To document the development of geriatric psychiatry (GP) fellowship training in the United States through 2008.

Methods:

A cross-sectional survey of the 56 U.S. GP fellowship programs was conducted in summer 2007. Longitudinal data from the American Medical Association and the Association of American Medical Colleges' National Graduate Medical Education Census and data from the Accreditation Council for Graduate Medical Education were also analyzed.

Results:

Thirty-seven (66%) of 56 program directors responded. The number of fellowship programs has decreased over the past 7 years.
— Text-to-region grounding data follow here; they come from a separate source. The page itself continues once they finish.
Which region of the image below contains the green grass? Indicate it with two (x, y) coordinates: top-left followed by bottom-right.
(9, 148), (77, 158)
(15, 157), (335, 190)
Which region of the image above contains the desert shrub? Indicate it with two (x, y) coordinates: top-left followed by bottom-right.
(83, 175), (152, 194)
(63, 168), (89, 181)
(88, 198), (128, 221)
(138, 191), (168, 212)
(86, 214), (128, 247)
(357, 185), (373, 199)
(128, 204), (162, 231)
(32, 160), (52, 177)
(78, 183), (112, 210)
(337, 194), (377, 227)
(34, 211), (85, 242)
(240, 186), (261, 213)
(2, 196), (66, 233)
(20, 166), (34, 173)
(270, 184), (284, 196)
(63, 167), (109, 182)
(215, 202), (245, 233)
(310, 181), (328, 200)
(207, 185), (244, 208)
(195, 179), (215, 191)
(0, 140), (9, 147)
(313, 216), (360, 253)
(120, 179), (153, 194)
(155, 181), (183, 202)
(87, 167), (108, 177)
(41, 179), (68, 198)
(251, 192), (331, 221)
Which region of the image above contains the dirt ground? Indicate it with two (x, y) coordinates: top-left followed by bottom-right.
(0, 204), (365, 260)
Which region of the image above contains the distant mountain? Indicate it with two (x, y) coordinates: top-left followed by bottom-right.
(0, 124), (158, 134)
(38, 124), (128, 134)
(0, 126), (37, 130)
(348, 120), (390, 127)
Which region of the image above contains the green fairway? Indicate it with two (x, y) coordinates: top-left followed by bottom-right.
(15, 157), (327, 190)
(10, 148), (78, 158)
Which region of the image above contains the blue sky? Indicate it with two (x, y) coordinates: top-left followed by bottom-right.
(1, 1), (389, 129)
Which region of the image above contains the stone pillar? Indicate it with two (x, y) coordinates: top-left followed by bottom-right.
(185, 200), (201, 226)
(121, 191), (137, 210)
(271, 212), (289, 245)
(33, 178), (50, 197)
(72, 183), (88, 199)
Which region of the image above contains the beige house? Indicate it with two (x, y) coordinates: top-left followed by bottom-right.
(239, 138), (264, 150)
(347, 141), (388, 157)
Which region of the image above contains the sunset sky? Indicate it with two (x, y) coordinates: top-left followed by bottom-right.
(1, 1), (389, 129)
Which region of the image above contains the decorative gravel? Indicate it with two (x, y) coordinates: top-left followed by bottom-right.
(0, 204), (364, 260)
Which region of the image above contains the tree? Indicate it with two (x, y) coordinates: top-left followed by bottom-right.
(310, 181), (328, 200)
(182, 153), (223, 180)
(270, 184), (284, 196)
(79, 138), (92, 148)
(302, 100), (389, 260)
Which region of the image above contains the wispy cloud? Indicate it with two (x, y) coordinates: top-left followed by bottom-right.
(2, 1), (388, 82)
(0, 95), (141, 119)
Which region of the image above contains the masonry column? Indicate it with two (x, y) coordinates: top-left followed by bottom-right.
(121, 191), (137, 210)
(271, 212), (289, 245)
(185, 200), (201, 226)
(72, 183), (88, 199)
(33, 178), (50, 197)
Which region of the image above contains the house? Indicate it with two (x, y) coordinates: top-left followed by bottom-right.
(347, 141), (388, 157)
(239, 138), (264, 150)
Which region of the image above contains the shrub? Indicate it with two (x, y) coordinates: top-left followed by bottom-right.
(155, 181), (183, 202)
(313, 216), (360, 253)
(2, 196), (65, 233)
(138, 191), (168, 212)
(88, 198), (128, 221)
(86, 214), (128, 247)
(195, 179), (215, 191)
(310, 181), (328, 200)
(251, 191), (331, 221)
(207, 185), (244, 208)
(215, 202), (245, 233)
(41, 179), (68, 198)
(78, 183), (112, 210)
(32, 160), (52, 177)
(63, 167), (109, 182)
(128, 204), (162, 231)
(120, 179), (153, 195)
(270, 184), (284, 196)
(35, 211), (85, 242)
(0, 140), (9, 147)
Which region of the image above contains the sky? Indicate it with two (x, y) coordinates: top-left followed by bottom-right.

During 2006/07, 72 fellows were in training, as compared with 94 fellows in 2001/02. Application rates declined significantly with a mean of 4.3 applications per program in 2006/07 as compared with the mean of 10 applications per program in 2001/02. The fill rate for first-year GP fellowship positions dropped from 61% in 2001/02 to 48% in 2006/07. During 2006/07, 67% of programs reported having two or fewer first-year fellows and 16% had no first-year fellows. Seventeen programs reported having no United States medical school graduates as first-year fellows.

Conclusion:

The number of GP fellows in training has declined by 23% from 2001/02 to 2006/07. This decline has occurred at the same time when the number of older adults continues to expand rapidly. It is critical that an adequate number of geriatric psychiatrists be trained to support and educate general psychiatrists in the care of the elderly. Specific strategies need to be developed urgently to stimulate interest in careers in clinical and academic GP.